The advent of forensic DNA analysis offered a precision
that older and cruder — and, now, mostly discarded — forensic
disciplines did not. But experts say cases such as Barrett's, which are
emerging in Cook County and in some other jurisdictions across the
nation, mark a troubling return to a kind of forensic science that
allows imprecision to cloud the evidence as well as a judge's or a
jury's ability to weigh it properly.
The broad and almost
meaningless statistical probabilities offered at Barrett's mid-April
trial were just the kind of probabilities offered for years when crime
lab analysts testified about serology, the more crude forensic
discipline that gave way to the more scientifically exacting DNA.
Observers
of the justice system worry that this use of DNA, which holds a
powerful allure for jurors, will lead to wrongful convictions.
"Juries
are conditioned to think DNA is incredibly powerful and dispositive.
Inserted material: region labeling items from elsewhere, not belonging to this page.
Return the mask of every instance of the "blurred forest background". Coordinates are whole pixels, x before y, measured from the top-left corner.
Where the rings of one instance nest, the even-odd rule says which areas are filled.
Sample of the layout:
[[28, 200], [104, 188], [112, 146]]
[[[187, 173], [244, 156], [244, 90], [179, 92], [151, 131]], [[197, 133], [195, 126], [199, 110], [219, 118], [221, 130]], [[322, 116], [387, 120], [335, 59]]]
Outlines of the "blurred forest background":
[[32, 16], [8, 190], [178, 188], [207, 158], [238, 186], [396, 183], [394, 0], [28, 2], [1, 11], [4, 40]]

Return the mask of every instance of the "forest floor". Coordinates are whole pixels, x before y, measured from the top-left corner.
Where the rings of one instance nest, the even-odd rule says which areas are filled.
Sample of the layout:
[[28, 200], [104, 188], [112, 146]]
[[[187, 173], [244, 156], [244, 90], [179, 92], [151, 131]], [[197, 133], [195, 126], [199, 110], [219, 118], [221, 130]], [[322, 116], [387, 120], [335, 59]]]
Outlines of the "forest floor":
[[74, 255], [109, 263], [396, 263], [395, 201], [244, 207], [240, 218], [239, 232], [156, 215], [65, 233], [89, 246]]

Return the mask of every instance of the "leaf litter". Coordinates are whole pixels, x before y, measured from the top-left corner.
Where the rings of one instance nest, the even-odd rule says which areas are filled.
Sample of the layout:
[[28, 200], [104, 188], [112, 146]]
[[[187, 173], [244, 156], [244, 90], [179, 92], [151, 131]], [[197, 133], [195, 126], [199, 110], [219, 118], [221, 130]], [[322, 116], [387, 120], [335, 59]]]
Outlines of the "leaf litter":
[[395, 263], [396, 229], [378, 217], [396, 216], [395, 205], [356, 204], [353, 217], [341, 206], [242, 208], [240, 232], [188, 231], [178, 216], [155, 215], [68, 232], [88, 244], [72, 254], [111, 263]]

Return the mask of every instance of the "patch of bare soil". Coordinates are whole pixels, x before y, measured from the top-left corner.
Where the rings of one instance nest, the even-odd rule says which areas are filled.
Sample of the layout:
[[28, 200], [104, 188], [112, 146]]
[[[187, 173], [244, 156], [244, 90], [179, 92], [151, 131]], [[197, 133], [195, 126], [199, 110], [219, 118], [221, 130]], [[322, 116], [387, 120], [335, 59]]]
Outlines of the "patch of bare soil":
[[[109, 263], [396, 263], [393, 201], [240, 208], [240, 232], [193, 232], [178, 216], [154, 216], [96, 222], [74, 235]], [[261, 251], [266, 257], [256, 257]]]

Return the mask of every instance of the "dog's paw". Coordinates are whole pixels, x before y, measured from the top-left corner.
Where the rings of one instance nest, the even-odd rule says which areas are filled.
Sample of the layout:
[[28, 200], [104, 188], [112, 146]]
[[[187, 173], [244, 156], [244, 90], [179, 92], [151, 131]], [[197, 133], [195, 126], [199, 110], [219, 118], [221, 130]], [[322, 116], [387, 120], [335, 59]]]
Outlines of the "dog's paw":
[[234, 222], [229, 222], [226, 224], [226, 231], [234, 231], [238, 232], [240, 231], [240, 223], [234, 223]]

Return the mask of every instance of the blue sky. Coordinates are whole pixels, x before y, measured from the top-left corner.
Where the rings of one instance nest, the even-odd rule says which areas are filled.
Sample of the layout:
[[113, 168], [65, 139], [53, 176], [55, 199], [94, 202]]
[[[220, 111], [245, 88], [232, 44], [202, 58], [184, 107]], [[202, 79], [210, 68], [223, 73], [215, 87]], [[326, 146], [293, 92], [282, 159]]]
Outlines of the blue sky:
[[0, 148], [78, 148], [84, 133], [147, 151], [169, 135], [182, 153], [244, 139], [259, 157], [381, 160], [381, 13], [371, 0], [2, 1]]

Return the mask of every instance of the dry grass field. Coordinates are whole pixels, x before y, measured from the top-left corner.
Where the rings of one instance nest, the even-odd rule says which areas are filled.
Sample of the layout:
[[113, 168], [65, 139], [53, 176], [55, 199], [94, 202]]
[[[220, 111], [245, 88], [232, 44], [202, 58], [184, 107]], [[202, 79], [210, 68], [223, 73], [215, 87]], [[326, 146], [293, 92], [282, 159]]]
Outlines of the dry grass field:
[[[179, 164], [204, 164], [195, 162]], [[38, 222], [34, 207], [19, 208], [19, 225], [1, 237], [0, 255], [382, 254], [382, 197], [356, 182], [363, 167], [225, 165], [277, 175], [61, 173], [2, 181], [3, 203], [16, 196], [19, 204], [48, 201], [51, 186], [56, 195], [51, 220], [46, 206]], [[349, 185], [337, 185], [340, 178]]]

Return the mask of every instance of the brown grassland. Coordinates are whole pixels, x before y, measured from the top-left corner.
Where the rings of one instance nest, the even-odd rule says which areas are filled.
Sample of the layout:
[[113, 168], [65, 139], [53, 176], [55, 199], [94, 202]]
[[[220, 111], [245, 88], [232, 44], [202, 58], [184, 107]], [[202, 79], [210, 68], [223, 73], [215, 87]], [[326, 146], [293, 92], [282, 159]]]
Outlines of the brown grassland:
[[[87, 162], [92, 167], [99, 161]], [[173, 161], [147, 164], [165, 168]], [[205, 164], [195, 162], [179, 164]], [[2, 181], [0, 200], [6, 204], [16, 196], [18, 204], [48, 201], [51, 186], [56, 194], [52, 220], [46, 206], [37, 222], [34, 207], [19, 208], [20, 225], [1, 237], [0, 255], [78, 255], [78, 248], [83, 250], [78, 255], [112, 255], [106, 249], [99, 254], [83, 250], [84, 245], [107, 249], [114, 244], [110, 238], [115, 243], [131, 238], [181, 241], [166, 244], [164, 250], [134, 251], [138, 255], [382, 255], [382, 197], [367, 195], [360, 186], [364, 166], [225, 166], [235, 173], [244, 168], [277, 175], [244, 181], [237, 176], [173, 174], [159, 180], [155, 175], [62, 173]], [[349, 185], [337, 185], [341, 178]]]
But these cases are very different," said William Thompson, a professor
in the Department of Criminology and the School of Law at the University
of California at Irvine and an expert on DNA. "Juries can give this
kind of evidence too much weight."
Edward Blake, one of the
nation's leading DNA scientists who has worked on cases for both
prosecutors and defense lawyers, was more blunt. He said that it is
"preposterous" to use DNA evidence when it cannot be more precise and
that judges should not allow it into courtrooms.
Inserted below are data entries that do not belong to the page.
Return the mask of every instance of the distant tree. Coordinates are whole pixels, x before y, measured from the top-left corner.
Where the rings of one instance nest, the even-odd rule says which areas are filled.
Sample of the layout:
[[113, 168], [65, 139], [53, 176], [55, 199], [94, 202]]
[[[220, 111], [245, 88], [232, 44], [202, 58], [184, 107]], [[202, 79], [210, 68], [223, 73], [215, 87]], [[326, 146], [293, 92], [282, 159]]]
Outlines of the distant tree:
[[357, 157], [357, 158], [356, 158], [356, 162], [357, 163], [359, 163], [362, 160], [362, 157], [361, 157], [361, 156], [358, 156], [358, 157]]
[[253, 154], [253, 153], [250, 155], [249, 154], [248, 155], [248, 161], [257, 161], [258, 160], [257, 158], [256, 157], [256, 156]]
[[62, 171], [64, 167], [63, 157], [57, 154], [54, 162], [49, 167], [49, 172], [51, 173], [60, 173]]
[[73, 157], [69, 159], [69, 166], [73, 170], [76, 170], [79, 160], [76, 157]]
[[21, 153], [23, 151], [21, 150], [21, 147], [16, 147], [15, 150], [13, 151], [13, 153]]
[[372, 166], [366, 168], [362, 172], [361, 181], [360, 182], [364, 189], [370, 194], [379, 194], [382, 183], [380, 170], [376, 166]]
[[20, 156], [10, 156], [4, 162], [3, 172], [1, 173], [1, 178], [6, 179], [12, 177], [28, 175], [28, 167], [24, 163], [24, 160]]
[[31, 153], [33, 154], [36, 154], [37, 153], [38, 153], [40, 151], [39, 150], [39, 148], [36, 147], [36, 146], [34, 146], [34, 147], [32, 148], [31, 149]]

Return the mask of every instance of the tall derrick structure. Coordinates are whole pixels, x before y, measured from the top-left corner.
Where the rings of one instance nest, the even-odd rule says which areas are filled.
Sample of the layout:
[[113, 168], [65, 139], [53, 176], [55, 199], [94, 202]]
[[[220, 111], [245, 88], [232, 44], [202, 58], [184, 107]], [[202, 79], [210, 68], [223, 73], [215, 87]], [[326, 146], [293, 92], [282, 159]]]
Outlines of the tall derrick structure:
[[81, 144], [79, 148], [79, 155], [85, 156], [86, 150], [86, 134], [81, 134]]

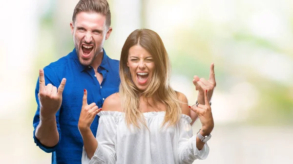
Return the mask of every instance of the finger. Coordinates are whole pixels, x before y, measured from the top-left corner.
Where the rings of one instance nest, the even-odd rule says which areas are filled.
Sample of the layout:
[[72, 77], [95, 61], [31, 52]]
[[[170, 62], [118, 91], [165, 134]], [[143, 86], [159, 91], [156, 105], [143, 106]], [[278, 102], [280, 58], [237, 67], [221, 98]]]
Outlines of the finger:
[[[94, 108], [95, 106], [96, 106], [96, 103], [92, 103], [90, 104], [90, 105], [89, 105], [88, 106], [87, 106], [87, 108], [88, 108], [88, 109], [89, 109], [89, 110], [90, 110], [90, 109]], [[98, 108], [98, 106], [97, 106], [97, 108]]]
[[205, 105], [206, 106], [209, 106], [209, 100], [208, 94], [208, 90], [206, 90], [205, 91]]
[[193, 76], [193, 79], [196, 80], [196, 81], [199, 81], [199, 77], [197, 76], [197, 75], [195, 75]]
[[215, 78], [215, 71], [214, 69], [214, 64], [213, 63], [212, 63], [210, 65], [210, 69], [209, 71], [209, 80], [215, 84], [216, 79]]
[[39, 71], [39, 83], [40, 84], [40, 91], [44, 91], [45, 89], [45, 77], [44, 76], [44, 70], [40, 69]]
[[87, 105], [87, 91], [84, 90], [84, 97], [83, 97], [83, 106]]
[[97, 114], [98, 114], [98, 113], [100, 113], [100, 112], [101, 111], [102, 111], [102, 108], [100, 108], [100, 109], [98, 109], [98, 110], [96, 110], [96, 111], [95, 111], [95, 114], [96, 115], [97, 115]]
[[192, 111], [193, 111], [194, 112], [195, 112], [195, 113], [196, 113], [196, 114], [197, 114], [197, 115], [198, 115], [198, 114], [200, 113], [200, 110], [201, 110], [201, 109], [198, 107], [197, 108], [193, 108], [193, 107], [190, 107], [190, 106], [188, 106], [189, 108]]
[[63, 93], [63, 91], [64, 90], [64, 87], [65, 87], [65, 84], [66, 79], [63, 78], [62, 79], [62, 81], [61, 81], [61, 83], [60, 83], [59, 87], [58, 87], [58, 92], [57, 92], [57, 94], [58, 94], [59, 95], [62, 95], [62, 93]]
[[195, 90], [196, 91], [200, 90], [201, 89], [201, 87], [200, 85], [198, 84], [198, 81], [197, 81], [196, 79], [193, 79], [192, 80], [192, 83], [193, 83], [193, 84], [195, 86]]
[[[98, 107], [97, 106], [96, 106], [96, 105], [94, 106], [94, 107], [92, 107], [91, 108], [90, 108], [90, 109], [88, 110], [88, 112], [90, 113], [95, 113], [96, 110], [98, 110], [98, 109], [99, 109], [99, 107]], [[94, 114], [95, 114], [94, 113]]]
[[53, 90], [53, 85], [51, 84], [48, 84], [45, 87], [46, 92], [48, 95], [50, 95], [52, 93], [52, 90]]
[[[199, 79], [199, 82], [201, 82], [202, 83], [203, 83], [203, 84], [204, 84], [205, 86], [206, 86], [207, 87], [210, 87], [213, 88], [213, 85], [211, 84], [210, 84], [210, 82], [209, 82], [209, 81], [206, 80], [204, 78], [201, 78], [200, 79]], [[205, 88], [205, 89], [206, 89], [207, 88]]]
[[55, 95], [57, 93], [57, 87], [55, 86], [53, 86], [52, 89], [52, 94], [53, 95]]
[[198, 81], [197, 84], [198, 84], [198, 86], [197, 87], [197, 90], [198, 90], [198, 91], [201, 92], [202, 94], [203, 94], [203, 93], [207, 89], [206, 89], [207, 86], [206, 86], [206, 85], [204, 85], [201, 81]]

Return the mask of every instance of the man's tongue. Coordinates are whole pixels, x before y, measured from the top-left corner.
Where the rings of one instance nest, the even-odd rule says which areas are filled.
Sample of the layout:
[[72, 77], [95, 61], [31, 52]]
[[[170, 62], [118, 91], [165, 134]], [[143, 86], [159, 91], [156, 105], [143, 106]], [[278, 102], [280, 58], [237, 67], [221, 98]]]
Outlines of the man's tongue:
[[143, 83], [145, 82], [147, 79], [147, 76], [148, 75], [137, 75], [137, 77], [138, 77], [138, 81], [140, 82]]

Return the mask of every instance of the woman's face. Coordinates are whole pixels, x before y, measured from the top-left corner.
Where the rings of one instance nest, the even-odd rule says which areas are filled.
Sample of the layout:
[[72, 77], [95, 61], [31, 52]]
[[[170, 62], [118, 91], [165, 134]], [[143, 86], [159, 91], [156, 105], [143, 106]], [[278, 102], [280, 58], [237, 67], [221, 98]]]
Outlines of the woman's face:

"It has almost no value at all as evidence," Blake said.
In
the end, after spending more than a year in jail, Barrett was acquitted
and set free. But other cases with similar DNA evidence are working
their way through the courts, and attorneys at the Cook County public
defender's office fear they will not be handled with skepticism.
Barrett's
case, in fact, involved considerable back-and-forth testimony over the
meaning of the DNA. At one point, Fallara testified that she could not
determine whether the cells on the victim's lips came from saliva or
skin or even a hair. She did acknowledge, though, that Barrett's DNA
matched the DNA recovered from the victim's lips at only one of 11
locations on a chromosome – meaning she could not get enough information
at the other 10 locations, a distinction that was drawn out by
Assistant Public Defender Scott Kozicki in cross-examination.

Fallara
even acknowledged in testimony that under a different reading of the
data, Barrett could have been excluded as the source of the DNA
recovered on the victim's lips.
"It's new. It's highly unusual.
And it's very concerning," said Gregory O'Reilly, chief of the forensic
science division for the Cook County public defender's office. "There's a
terrific power in the phrase 'DNA match.' And there's a great risk that
the jury will put great significance on this when it's not significant
at all."
Crime lab officials and Cook County prosecutors say this
kind of DNA evidence is being used more frequently in court as science
and technology advance and police become more sophisticated and skilled
in their efforts to find and recover DNA in smaller quantities, as well
as in places that they were not able to in the past. One byproduct of
those advances is that the genetic profiles they obtain are incomplete.
That leads to statistical probabilities that are incredibly common, like
those in the Barrett case, which critics say are misleading.